The Senate confirmed Tom Vilsack, President Joe Biden’s nominee to lead the Agriculture Department, by a 92-7 vote.  Former Michigan Gov. Jennifer Granholm won Senate confirmation to be energy secretary, by a vote of 64-35.  New Mexico Representative Deb Haaland, Biden’s pick to head the Department of the Interior, appeared before the Senate Energy and Natural Resources Committee in a contentious confirmation hearing that reflected deep divisions over some of Biden’s climate-focused executive orders.  The Guardian reported that hostile questioning of her was led by senators who have taken large amounts of campaign cash from the oil and gas industry, with some being personally invested in fossil fuels.  If she is confirmed, what will be the major items on her agenda for the Department?

The Economist reviewed techniques whereby policy makers could determine which strategies would lower CO2 emissions for the lowest unit cost.  Robinson Meyer provided a rundown of what is happening on a Biden climate bill.  Energy Innovation maintained that a strong clean energy standard is among the most vital policy steps needed to push the US toward an entirely decarbonized economy.  Ed Dolan of the Niskanen Center reviewed four papers by writers who are committed to forceful climate action but who have little enthusiasm for carbon pricing as a policy tool.  The administration dramatically altered the way the US government calculates the social cost of carbon.  A new analysis by the Brookings Institution showed that regions with a high share of fossil fuel jobs have a lot of potential to benefit from wind and solar development.  Cities and towns across the country are rewriting local building codes so that new homes and offices would be blocked from using natural gas, but the American Gas Association and its members are campaigning in statehouses to prohibit such ordinances.  Twenty-five House Republicans held a summit to discuss how to position themselves to address climate change in the new Congress.  Ivy Main compiled a descriptive list of the energy bills that are still alive in the Virginia General Assembly.

FERC said on Monday that it will examine threats that climate change and extreme weather events pose to the country’s electric reliability in the wake of last week’s deadly Texas freeze.  The Texas energy emergency provided ammunition for proponents of a single national power grid.  Wade Schauer of Wood Mackenzie Power & Renewables examined the question of fuel diversity for the decarbonized grid.  The cost of federal flood insurance will need to increase significantly in much of the country to meet the growing risks of climate change.  The Securities and Exchange Commission announced that it will update its guidelines on how publicly traded companies should disclose climate change-related risks to investors.  In the wake of the Texas disaster, four scientists argued that the Biden administration should convene a group to draft a plan for an advanced Earth observation system with the goal of expanding our ability to forecast extreme weather events.

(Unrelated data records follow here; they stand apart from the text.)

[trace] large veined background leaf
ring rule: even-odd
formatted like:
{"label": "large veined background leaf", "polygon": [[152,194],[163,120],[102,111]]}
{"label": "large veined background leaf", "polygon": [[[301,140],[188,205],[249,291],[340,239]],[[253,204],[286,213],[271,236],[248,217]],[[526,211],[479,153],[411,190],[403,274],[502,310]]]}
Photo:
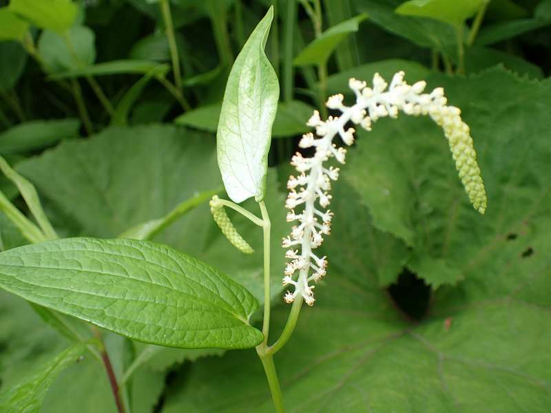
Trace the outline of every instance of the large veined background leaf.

By the time COP26 rolls around, new national targets for long- and short-term emissions cuts will have been tallied by the UN, so unless the organizers come up with a vision for something specific they can agree on, the meeting could end up accomplishing little.  Unfortunately, the combined impact of the new and updated targets submitted by the deadline was “far short of what is required” to achieve the goals set out in the Paris Climate Agreement.  Biden said on Tuesday that he and Canadian Prime Minister Justin Trudeau agreed to work toward achieving net zero emissions by 2050.  The European Commission released a new adaptation strategy designed to ensure the bloc not only ramps up efforts to drastically cut emissions by 2050 but also survives forest fires, heatwaves, droughts, and storms.  Xie Zhenhua, who served as China’s chief negotiator during key climate meetings in Copenhagen and Paris, has been appointed the country’s new special climate envoy.  Speaking before a session of the UN Security Council, US climate envoy John Kerry warned that climate change was making the world a more dangerous place and posed risks to peace and security around the world, but Russia, India, and China argued that it should not be an issue for the Council.  In anticipation of that meeting, Reuters high-lighted five regions of the world where climate change poses significant risks.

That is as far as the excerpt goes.